Wednesday, June 6, 2012

Acronyms and Jargon

Any internet community that shares some interest in common will eventually form their own insider language and jargon. The Lego fan community is no exception. You don't have to look around the forums much before you start asking, "What is an AFOL?" and "Why is this person complaining about the use of BURPs?". There are several references online for the many terms you will come across, like at Brickipeda or the Brothers Brick blog.

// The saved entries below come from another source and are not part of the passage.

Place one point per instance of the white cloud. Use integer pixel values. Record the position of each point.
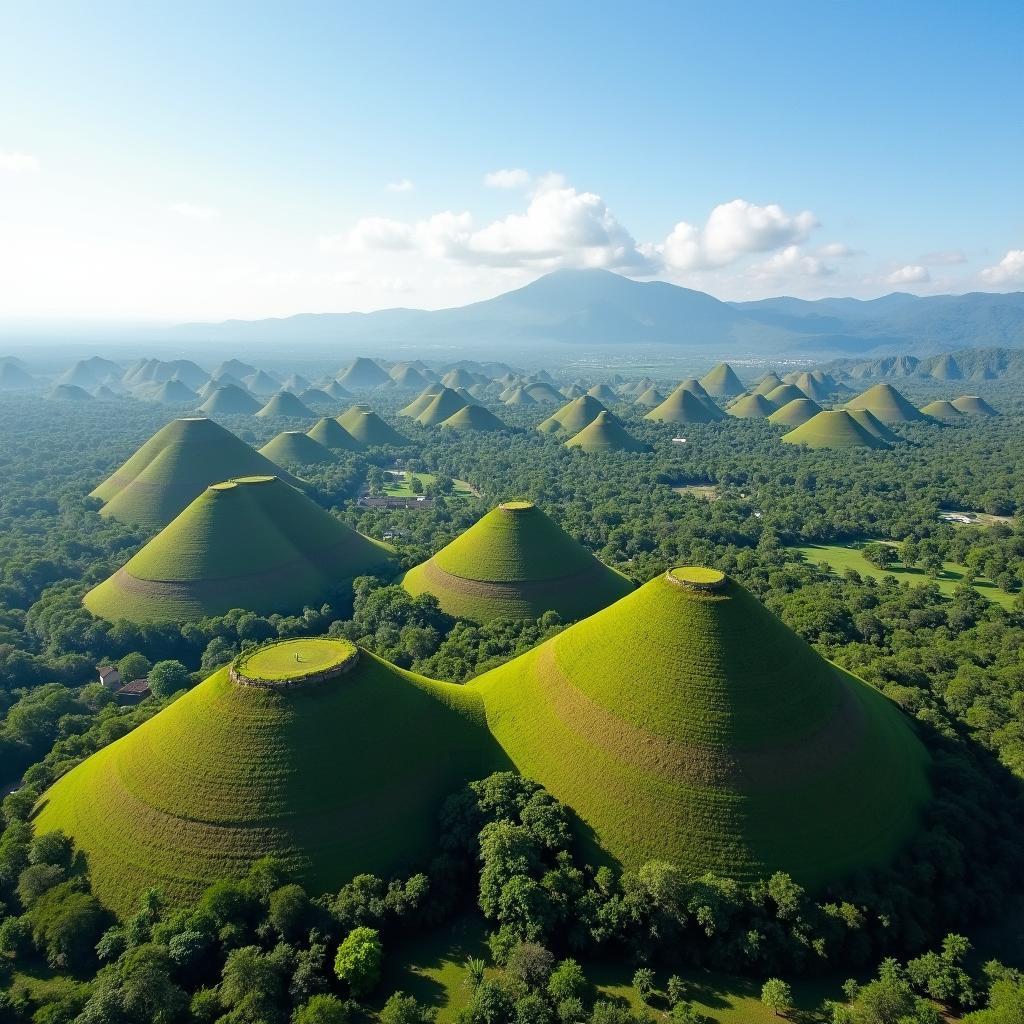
(193, 212)
(912, 273)
(1010, 269)
(732, 230)
(509, 177)
(793, 260)
(17, 163)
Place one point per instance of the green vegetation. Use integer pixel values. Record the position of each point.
(693, 726)
(173, 467)
(887, 403)
(254, 543)
(516, 563)
(833, 429)
(296, 450)
(605, 433)
(334, 779)
(946, 576)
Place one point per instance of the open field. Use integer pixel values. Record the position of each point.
(847, 556)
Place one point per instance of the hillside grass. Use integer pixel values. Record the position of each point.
(336, 778)
(698, 729)
(841, 557)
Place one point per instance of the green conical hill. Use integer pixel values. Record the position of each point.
(173, 467)
(446, 402)
(420, 402)
(256, 543)
(767, 384)
(294, 449)
(752, 407)
(603, 393)
(650, 398)
(364, 373)
(887, 403)
(834, 429)
(230, 400)
(945, 412)
(284, 403)
(336, 776)
(722, 382)
(473, 418)
(971, 404)
(784, 392)
(684, 406)
(368, 428)
(605, 433)
(793, 414)
(333, 435)
(572, 417)
(687, 724)
(873, 425)
(516, 563)
(175, 393)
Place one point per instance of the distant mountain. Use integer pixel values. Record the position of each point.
(596, 307)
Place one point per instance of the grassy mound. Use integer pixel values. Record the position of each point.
(333, 435)
(834, 429)
(516, 563)
(254, 543)
(684, 406)
(336, 776)
(686, 723)
(722, 382)
(173, 467)
(286, 403)
(971, 404)
(473, 418)
(446, 402)
(752, 407)
(605, 433)
(368, 428)
(229, 399)
(293, 448)
(944, 412)
(887, 403)
(572, 417)
(795, 413)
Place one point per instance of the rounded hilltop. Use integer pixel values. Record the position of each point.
(335, 770)
(686, 723)
(253, 543)
(516, 563)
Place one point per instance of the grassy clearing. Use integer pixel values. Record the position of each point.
(337, 778)
(697, 728)
(841, 557)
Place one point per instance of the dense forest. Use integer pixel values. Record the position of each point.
(263, 949)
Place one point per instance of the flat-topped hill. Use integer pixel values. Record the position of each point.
(834, 429)
(254, 543)
(311, 751)
(173, 467)
(605, 433)
(516, 563)
(686, 723)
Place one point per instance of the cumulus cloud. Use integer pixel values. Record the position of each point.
(508, 177)
(17, 163)
(193, 212)
(732, 230)
(793, 260)
(1010, 269)
(912, 273)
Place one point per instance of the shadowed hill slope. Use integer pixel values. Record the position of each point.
(686, 723)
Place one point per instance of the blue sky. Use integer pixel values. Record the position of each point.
(174, 161)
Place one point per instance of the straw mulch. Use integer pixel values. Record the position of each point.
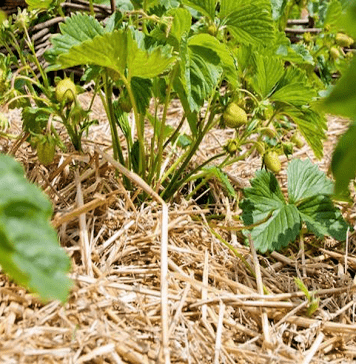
(153, 284)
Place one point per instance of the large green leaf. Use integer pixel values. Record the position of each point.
(29, 250)
(268, 71)
(309, 201)
(297, 94)
(342, 100)
(333, 15)
(322, 218)
(251, 24)
(264, 197)
(181, 24)
(229, 6)
(149, 64)
(311, 124)
(205, 7)
(116, 50)
(39, 4)
(108, 50)
(226, 57)
(75, 30)
(306, 180)
(349, 19)
(343, 164)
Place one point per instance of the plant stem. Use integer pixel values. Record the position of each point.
(139, 120)
(91, 7)
(158, 160)
(111, 117)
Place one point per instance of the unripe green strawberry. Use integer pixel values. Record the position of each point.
(307, 37)
(4, 122)
(288, 148)
(66, 91)
(125, 104)
(231, 146)
(212, 30)
(234, 116)
(46, 148)
(343, 40)
(334, 53)
(260, 147)
(297, 140)
(272, 161)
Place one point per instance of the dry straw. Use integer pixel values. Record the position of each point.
(154, 285)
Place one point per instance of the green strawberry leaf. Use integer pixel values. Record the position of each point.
(222, 177)
(29, 250)
(263, 197)
(278, 223)
(322, 218)
(343, 164)
(251, 24)
(264, 200)
(342, 100)
(38, 4)
(182, 21)
(268, 71)
(306, 180)
(311, 124)
(333, 15)
(142, 90)
(117, 50)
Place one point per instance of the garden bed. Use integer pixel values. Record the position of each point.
(215, 312)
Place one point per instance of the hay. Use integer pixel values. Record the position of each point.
(140, 298)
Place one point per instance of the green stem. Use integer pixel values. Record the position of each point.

Below are some of my favorites, as found on Bricklink's great reference.

The following are acronyms that are used in discussions about LEGO:
  • AFOL - Adult Fan Of LEGO
  • ALE - Adult LEGO Enthusiast
  • BURP - Big Ugly Rock Piece
  • CRAPP - Crummy Ramp And Pit Plate
  • KABOB - Kid with A Bunch Of Bricks
  • KK - Knights Kingdom theme
  • LUG - LEGO Users Group
  • LURP - Little Ugly Rock Piece
  • MISB - Mint In Sealed Box/Bag LEGO set
  • MISP - Mint In Sealed Packet/Package/Polybag LEGO set
  • MOC - My Own Creation
  • PaB - Official LEGO "Pick a Brick" service
  • POOP - Parts which can be made Out of Other Parts
  • S@H - Official LEGO "Shop at Home" service
  • SNOT - Studs Not On Top building technique
  • STAMP - STicker Across Multiple Parts
  • TLC - The LEGO Company
  • TLG - The LEGO Group
  • UCS - Ultimate Collectors Series theme
  • WTB - Want To Buy
The following are terms that are used in discussions about LEGO:
  • Clones - Building blocks which are not LEGO brand, such as Mega Bloks.
  • Dark Age - Period of time during which a person is not interested in LEGO.
  • Juniorization - Describes inclusion of highly specialized parts in LEGO sets instead of several already existing elements which can be assembled into the same configuration. The idea is to make it easier for younger children to build the sets but it is criticized by AFOLs since it is difficult to use these parts when building alternate models and MOCs.
  • Stud - Small round peg which appears on top of most LEGO parts and is used to connect to other LEGO parts.